If Inbee Park wins her eighth major she’d join Karrie Webb as the only players with victories in five different majors, completing the Super Slam. With her vast experience on the big stage – she won the gold medal in the 2016 Olympics – Park is well prepared for the challenge ahead.
“Nothing really changes,” she said about preparing for the weekend. “No different mindset. I'm actually looking forward to a little bit cooler weather, because this has been just really hot. I lost my concentration there a little bit in the beginning because of the heat.”
Lee, who had her first Vision 54 session with coaches Lynn Marriott and Pia Nilsson in Phoenix before flying to France, put their peak-performance teaching to immediate use She ended her round birdie, birdie, eagle, the eagle on No. 18 more than erasing the bogey there Thursday that cost her a share of the lead.
Asked how she rebounded from the 7 on No. 9, Lee used words right out of the Vision 54 playbook. “I just like try to control my mind by myself," she said. "I think it worked. Good finish 16, 17, 18.” She’s missed eight fairways and 10 greens in two rounds but has scrambled admirably.
“Just keep trying to [stay] calm and be nice and it works,” said Lee, who has won twice on the LPGA and was second in the ANA Inspiration this year. “I missed a lot of greens today, but was trying to think simple and just go shot by shot.”
Lee’s camp reached out to Nilsson and Marriott at the KPMG Women’s PGA and she traveled to Arizona last week for her first Vision 54 session.
“We worked with her on the basics of Vision 54,” said Nilsson. “We talked about having a purpose for every shot. We talked about having a plan for every shot and being 100 percent committed to your decision.”
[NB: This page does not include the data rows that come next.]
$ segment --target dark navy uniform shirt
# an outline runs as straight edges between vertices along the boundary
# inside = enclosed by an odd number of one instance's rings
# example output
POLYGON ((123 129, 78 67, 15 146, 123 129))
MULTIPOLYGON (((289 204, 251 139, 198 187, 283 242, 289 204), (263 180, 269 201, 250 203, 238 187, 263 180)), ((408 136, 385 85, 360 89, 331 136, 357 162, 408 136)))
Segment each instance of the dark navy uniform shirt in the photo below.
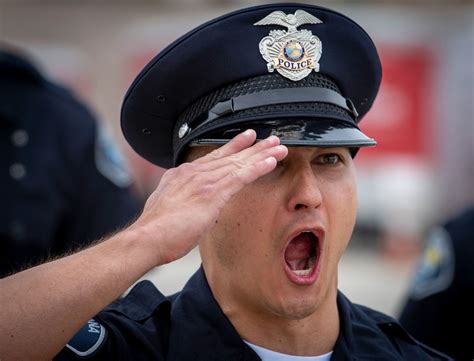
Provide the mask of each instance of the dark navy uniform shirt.
POLYGON ((0 277, 138 213, 117 148, 68 90, 0 51, 0 99, 0 277))
POLYGON ((400 317, 415 337, 456 360, 474 360, 473 259, 474 207, 433 229, 400 317))
MULTIPOLYGON (((331 360, 450 360, 394 319, 337 298, 341 330, 331 360)), ((64 360, 258 361, 224 315, 199 269, 163 296, 149 281, 99 313, 56 356, 64 360)))

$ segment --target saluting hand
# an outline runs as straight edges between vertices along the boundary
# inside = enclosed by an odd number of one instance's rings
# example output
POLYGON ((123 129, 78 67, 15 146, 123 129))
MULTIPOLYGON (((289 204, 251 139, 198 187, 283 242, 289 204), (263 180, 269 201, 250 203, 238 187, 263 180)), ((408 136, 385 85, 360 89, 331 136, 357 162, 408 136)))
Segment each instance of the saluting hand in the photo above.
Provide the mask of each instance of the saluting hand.
POLYGON ((229 199, 288 154, 276 136, 252 145, 255 139, 255 131, 247 130, 202 158, 164 173, 131 226, 156 243, 157 265, 191 251, 229 199))

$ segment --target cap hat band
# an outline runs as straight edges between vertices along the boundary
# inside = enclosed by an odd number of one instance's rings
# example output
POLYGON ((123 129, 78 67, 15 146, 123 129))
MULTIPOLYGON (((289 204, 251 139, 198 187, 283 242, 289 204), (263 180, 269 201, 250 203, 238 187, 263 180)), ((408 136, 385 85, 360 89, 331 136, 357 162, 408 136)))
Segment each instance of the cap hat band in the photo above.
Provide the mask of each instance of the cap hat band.
MULTIPOLYGON (((229 100, 221 101, 214 105, 207 114, 202 114, 186 124, 187 132, 199 129, 201 126, 218 119, 219 117, 241 110, 257 108, 266 105, 285 103, 310 103, 321 102, 337 105, 348 111, 357 122, 357 110, 350 99, 344 98, 339 93, 325 88, 283 88, 263 92, 240 95, 229 100)), ((183 129, 183 128, 180 128, 183 129)), ((184 136, 184 135, 183 135, 184 136)))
So far her vision has been perfect.
Sung Hyun Park, who won the 2017 U.S. Women’s Open and the 2018 KPMG Women’s PGA, is trying to win a major for the third consecutive year, a feat last accomplished by Inbee Park when she won six majors from 2013 through 2015.
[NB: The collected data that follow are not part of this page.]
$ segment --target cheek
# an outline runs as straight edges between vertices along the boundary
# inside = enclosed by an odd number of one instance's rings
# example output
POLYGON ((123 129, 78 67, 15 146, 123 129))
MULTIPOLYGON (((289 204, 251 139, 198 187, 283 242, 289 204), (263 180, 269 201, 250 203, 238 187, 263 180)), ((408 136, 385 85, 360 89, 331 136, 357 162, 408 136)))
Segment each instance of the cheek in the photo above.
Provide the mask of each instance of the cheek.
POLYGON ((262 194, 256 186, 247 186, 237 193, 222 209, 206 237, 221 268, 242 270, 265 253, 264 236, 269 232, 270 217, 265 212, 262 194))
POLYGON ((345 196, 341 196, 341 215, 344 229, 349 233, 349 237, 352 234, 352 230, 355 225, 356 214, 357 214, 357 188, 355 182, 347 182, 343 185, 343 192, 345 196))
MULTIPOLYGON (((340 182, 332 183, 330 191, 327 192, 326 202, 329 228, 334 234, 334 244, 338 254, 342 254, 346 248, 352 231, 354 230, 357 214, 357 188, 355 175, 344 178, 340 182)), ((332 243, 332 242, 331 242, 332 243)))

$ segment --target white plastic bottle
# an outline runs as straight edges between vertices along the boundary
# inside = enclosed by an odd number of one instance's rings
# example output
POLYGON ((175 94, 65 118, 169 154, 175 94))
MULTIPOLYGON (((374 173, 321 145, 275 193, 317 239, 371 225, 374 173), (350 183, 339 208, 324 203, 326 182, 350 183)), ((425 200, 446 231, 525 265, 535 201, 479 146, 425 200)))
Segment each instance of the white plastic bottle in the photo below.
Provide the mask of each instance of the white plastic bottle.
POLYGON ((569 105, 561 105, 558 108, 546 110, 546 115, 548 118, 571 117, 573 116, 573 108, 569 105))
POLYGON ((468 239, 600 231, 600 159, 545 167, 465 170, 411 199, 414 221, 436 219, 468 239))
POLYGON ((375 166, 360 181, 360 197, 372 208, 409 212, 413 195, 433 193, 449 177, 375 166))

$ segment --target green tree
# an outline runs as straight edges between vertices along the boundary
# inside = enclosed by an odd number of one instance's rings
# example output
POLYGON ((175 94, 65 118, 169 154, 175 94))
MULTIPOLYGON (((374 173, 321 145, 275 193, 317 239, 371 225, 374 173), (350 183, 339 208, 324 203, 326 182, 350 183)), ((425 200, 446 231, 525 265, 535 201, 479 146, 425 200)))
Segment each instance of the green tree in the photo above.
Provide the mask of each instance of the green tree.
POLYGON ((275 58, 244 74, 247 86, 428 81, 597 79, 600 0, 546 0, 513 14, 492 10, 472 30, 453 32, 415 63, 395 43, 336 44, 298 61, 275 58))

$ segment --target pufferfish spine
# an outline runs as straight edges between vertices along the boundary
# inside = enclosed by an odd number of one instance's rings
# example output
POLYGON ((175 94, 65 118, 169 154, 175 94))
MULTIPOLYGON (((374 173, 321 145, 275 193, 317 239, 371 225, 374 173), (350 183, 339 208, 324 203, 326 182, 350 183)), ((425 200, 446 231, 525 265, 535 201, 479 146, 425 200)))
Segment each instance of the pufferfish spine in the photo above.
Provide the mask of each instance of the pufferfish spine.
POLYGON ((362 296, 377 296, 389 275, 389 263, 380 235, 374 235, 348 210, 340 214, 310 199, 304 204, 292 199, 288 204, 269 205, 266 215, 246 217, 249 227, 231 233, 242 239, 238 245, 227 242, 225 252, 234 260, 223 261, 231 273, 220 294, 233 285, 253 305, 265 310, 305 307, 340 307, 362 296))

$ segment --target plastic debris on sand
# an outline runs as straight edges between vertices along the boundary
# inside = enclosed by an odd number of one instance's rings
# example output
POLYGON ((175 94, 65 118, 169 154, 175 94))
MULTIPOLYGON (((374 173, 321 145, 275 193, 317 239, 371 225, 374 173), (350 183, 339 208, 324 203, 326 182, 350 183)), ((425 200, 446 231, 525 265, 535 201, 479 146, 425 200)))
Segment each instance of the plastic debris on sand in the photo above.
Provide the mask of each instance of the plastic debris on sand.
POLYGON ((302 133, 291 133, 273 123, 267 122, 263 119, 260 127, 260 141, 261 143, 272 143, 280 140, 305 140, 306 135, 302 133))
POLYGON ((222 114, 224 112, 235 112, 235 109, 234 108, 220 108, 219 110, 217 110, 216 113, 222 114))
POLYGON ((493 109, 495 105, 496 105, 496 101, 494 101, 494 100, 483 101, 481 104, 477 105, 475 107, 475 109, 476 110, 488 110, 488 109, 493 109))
“Overall I think I played really well,” Sung Hyun said. “I'm not 100 percent satisfied with the way I played on the last hole. Just like yesterday, I made a three-putt on the last hole. It was a short eagle putt but I missed it. I definitely want win another major.”
Mi Hyang Lee is clearly on top of her game, but the four names closest to her – the two Parks, Kim and Feng – are all major champions. That sets the stage for what should be an electric weekend – lightning or not.